Again, it is the object of a person’s faith that determines whether it will result in life, not the quality or strength of it. Everyone’s faith is different in the way it develops and is exercised. A new believer’s faith is usually different than a more mature believer’s faith. This is how Spurgeon describes different degrees of faith:

Sometimes faith is little more than a simple clinging to Christ, a sense of dependence and a willingness to depend…Faith is seen when one man relies upon another because of a knowledge of the superiority of the other. This is a higher faith, the faith which knows the reason for its dependence and acts upon it…Another and higher form of faith is that faith which grows out of love. This is the kind of faith which the happiest of believers exercise toward Christ.

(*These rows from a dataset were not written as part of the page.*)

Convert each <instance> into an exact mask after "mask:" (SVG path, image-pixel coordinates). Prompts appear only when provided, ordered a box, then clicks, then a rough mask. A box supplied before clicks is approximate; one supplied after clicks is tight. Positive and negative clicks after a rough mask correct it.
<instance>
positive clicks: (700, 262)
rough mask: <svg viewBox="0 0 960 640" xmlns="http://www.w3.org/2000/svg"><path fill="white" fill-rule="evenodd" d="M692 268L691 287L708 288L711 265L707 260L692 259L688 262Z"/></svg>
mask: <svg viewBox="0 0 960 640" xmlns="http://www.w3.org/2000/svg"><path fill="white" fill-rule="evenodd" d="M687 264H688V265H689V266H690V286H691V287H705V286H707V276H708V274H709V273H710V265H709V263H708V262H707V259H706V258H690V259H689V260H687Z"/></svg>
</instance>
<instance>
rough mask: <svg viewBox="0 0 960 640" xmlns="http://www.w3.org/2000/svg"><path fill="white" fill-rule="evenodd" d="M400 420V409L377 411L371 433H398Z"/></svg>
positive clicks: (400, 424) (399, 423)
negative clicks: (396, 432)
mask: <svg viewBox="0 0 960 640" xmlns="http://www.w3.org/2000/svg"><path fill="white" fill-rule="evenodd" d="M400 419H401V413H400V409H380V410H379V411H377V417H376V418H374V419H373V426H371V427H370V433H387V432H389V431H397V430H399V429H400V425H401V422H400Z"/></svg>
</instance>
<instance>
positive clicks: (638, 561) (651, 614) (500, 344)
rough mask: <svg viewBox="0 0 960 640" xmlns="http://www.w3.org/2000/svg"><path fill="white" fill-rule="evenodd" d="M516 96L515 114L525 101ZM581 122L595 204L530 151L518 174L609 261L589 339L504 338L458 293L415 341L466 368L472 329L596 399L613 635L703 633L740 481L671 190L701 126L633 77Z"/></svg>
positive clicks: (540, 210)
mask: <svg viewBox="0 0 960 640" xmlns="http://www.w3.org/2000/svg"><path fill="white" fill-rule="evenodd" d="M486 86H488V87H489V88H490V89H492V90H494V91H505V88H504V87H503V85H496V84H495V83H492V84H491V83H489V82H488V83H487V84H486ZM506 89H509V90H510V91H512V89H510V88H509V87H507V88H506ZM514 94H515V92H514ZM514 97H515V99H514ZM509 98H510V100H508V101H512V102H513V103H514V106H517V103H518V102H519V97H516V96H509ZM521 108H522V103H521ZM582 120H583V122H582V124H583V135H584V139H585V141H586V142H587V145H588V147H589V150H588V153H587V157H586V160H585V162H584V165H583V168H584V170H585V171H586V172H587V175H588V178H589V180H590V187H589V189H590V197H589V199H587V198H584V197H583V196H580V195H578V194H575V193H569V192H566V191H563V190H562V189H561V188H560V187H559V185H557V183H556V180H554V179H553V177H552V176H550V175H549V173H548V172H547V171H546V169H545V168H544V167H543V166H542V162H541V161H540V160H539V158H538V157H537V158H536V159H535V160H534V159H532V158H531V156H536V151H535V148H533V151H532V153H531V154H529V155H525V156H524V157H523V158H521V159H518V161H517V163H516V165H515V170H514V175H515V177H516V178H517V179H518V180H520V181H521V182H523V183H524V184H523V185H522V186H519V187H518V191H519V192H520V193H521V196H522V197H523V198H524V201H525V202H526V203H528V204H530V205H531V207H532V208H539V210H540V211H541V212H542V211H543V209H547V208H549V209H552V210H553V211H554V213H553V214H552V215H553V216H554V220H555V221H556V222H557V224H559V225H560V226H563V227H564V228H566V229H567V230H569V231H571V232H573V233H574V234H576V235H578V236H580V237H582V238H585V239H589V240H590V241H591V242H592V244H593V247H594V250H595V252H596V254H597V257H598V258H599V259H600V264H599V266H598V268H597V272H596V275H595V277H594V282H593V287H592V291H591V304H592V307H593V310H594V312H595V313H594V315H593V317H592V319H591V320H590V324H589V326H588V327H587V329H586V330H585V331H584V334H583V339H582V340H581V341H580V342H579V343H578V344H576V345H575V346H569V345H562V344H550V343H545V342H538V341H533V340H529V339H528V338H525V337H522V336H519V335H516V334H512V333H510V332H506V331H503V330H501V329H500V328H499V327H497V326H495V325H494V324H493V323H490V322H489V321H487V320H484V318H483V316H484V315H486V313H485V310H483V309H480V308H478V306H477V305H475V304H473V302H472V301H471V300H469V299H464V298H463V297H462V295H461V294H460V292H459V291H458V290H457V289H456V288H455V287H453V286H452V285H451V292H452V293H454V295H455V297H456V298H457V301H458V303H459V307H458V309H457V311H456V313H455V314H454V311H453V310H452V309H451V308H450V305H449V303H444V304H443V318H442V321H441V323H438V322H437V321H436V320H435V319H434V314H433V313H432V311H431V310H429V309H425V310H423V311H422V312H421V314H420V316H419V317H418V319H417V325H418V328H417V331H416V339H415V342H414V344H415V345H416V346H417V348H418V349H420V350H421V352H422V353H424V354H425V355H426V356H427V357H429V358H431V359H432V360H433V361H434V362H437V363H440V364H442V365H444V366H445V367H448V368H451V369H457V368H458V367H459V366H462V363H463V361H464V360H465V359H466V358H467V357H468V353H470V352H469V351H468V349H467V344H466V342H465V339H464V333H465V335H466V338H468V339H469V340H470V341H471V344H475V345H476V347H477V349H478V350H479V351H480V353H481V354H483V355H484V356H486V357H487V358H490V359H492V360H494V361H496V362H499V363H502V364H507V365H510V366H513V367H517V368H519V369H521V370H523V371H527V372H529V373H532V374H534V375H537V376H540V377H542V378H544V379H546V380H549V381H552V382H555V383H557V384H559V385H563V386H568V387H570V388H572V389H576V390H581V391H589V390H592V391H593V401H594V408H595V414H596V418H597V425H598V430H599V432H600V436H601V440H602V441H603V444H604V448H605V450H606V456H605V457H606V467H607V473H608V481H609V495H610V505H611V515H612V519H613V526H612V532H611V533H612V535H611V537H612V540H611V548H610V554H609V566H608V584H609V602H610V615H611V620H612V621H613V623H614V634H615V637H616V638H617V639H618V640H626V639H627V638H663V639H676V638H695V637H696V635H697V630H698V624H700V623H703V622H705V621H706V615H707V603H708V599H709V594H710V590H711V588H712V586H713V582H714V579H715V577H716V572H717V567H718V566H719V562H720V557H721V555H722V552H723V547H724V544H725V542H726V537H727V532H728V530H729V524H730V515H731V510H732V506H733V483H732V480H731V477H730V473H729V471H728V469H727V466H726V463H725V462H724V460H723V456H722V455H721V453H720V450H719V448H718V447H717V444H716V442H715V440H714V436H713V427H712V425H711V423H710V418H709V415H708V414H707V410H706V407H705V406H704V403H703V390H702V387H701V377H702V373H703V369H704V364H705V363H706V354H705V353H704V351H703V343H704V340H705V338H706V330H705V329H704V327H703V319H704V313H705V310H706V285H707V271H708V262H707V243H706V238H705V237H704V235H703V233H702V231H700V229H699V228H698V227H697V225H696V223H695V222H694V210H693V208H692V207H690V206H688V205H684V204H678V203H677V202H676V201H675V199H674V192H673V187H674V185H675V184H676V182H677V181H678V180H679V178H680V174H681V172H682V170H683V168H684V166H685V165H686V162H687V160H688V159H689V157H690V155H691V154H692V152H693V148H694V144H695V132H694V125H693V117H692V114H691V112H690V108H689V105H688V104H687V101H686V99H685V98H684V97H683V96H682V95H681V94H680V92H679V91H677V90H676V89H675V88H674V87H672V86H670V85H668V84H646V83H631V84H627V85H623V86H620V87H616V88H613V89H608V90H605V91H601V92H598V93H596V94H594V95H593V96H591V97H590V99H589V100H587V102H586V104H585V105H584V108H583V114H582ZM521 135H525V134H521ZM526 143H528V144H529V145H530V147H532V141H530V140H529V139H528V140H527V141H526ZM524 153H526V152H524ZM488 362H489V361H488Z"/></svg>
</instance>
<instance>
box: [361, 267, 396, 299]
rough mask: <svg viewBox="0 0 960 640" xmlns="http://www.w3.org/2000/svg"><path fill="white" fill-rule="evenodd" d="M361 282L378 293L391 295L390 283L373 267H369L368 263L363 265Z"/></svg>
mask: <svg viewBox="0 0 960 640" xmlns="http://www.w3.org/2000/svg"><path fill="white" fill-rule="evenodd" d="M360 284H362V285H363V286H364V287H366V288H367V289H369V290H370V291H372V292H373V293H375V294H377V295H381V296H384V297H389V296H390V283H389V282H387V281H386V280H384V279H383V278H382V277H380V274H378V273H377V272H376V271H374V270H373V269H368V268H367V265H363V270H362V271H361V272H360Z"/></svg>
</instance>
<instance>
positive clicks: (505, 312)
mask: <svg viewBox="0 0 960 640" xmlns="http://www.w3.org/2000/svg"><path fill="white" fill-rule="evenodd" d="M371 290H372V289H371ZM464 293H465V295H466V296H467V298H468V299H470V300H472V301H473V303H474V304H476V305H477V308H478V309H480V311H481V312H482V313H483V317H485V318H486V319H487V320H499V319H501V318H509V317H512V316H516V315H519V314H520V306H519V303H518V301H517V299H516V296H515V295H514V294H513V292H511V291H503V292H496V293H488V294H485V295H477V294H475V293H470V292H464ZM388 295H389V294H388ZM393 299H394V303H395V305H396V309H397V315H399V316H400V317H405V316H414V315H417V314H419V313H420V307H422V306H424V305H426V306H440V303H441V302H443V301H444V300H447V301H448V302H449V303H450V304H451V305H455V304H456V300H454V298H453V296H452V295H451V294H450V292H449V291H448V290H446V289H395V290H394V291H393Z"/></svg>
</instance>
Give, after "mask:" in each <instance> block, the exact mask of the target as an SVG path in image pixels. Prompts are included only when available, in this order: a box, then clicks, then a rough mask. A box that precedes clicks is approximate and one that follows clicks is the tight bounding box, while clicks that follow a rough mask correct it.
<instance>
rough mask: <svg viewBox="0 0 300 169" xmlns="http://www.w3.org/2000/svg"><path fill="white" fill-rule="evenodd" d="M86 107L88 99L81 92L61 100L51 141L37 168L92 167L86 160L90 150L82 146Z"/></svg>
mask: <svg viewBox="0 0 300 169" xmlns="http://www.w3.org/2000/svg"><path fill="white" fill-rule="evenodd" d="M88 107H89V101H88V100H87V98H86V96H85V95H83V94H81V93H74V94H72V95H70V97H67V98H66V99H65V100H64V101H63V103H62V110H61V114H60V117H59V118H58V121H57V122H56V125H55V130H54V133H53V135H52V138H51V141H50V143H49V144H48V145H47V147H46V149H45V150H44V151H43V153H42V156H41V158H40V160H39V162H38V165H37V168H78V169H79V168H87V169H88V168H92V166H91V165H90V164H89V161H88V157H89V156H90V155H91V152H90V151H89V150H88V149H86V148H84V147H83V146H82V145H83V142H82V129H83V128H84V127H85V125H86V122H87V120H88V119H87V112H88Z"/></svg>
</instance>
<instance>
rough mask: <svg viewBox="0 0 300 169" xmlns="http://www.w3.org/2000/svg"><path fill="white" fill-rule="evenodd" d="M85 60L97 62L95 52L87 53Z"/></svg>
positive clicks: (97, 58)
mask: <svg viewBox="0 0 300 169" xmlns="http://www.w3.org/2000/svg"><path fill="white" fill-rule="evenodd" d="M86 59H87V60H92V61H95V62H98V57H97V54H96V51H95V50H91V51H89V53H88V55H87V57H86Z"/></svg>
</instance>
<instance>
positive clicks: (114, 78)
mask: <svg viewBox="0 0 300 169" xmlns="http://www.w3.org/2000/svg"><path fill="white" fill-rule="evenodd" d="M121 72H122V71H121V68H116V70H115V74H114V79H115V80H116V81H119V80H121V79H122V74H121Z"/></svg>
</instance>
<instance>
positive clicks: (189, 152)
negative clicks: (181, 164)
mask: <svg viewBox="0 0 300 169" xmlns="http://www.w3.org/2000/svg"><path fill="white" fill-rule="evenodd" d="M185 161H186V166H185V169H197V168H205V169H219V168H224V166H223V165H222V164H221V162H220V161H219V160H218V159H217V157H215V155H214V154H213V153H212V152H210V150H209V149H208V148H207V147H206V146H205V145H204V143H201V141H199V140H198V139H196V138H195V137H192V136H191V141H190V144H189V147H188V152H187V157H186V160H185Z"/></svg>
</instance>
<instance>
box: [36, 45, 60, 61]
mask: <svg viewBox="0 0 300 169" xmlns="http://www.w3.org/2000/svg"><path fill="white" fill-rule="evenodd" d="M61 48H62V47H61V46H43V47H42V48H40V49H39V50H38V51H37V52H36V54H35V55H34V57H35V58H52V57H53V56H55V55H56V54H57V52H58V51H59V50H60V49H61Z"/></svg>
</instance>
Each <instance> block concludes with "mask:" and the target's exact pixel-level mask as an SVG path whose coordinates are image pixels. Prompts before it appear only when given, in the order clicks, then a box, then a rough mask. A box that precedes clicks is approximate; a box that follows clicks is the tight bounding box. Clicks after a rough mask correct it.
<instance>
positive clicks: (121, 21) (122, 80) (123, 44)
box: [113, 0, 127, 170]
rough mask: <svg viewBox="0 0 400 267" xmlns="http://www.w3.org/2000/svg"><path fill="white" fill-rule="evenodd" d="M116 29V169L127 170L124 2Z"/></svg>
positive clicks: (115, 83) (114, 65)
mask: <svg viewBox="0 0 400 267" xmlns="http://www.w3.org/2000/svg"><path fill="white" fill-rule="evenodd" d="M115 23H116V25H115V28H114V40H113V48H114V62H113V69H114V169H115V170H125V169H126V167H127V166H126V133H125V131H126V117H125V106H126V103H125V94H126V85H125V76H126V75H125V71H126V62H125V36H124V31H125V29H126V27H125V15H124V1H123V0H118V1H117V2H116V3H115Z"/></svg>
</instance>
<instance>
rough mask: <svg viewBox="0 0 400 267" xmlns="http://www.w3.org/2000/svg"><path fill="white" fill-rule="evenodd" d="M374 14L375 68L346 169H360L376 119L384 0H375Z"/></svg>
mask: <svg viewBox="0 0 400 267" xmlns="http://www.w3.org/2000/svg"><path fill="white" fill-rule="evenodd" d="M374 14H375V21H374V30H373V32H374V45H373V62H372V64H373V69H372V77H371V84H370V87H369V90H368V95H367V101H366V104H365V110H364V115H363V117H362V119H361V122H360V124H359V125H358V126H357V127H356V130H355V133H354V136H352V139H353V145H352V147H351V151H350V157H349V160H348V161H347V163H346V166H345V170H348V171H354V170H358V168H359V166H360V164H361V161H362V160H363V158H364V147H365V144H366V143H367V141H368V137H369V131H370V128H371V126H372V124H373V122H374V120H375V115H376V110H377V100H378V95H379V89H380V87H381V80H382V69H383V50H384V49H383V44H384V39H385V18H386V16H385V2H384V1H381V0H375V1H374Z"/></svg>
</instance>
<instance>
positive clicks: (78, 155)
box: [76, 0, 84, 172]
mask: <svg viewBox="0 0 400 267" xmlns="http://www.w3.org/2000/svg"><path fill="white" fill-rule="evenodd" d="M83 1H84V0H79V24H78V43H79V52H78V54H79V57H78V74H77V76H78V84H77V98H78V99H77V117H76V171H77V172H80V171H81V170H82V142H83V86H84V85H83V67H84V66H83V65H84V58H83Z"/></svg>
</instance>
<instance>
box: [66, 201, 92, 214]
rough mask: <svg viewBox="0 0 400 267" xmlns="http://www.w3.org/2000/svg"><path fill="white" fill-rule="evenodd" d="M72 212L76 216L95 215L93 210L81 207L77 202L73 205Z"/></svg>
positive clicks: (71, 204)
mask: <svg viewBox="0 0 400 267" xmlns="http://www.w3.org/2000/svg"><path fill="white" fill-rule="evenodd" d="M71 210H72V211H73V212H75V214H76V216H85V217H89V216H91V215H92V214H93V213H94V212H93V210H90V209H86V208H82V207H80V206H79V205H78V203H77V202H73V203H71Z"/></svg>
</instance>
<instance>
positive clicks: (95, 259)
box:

To this he adds a qualifier: “Faith is the root of obedience; faith which refuses to obey the commands of the Saviour is a mere pretense and will never save the soul.” Spurgeon continues to remind the reader that everything we have that plays a part in our salvation comes from God; we cannot do or contribute anything to it. Like faith, repentance is also a vehicle God uses in our conversion. And just like faith, it’s not something we can generate in our own strength. Repenting is a change of heart, a turning away from sin toward God, but I am utterly unable to do this on my own. I found this chapter to be helpful and encouraging because I often feel I am not repentant enough because I don’t have a deep feeling of grief and don’t physically weep over my sin. But Spurgeon’s comments gave me some perspective on this; he says,

Remember that the man who truly repents is never satisfied with his own repentance. The main point is the turning of the heart from sin to Christ. If there is this turning, you have the essence of true repentance, no alarm and no despair should ever have cast their shadow upon your mind… Repentance will not make you see Christ, but to see Christ will give you repentance …Look away, then from the effect to the cause, from your own repenting to the Lord Jesus, who is exalted on high to give repentance.

As with faith, we must be careful not to be trusting in our repentance to save us, but in Christ who grants repentance. And just as we are unable to begin the work of salvation by producing faith or repentance, neither are we able to sustain ourselves in our own strength. Once again, it is God’s grace that will preserve us, for He is not only the author of our faith, but the finisher of it as well (Heb. 12:2).

  • “He who has begun a good work in you will complete it until the day of Jesus Christ” (Phil. 1:6).
  • “He will also keep you firm to the end, so that you will be blameless on the day of our Lord Jesus Christ. God is faithful, who has called you into fellowship with his Son, Jesus Christ our Lord” (I Cor. 1:8-9).
  • “Those he called, he also justified; and those he justified, he also glorified” (Rom. 8:3).

And so in All of Grace Charles Spurgeon’s desire is to help the reader to see that he or she can and must be saved only by God’s grace, that by His grace we are made holy, and by His grace we will persevere until the end. To the unbelieving reader who picks up this book Spurgeon says to delay no longer and to stop making excuses saying they need to understand more about how salvation works before they will believe. Asking questions about how to believe merely wastes time that they cannot afford to waste, and it gets them no closer to having faith. There is nothing to do except to obey the command, “Believe in the Lord Jesus Christ and thou shalt be saved” (Acts 16:31).  So with that I leave you with these final words of warning to those who are not trusting in Christ:

If you will not believe till you can understand all mysteries, you will never be saved at all; and if you allow self-invented difficulties to keep you from accepting pardon through your Lord and Saviour, you will perish in a condemnation which will be richly deserved. Do not commit spiritual suicide through a passion for discussing metaphysical subtleties.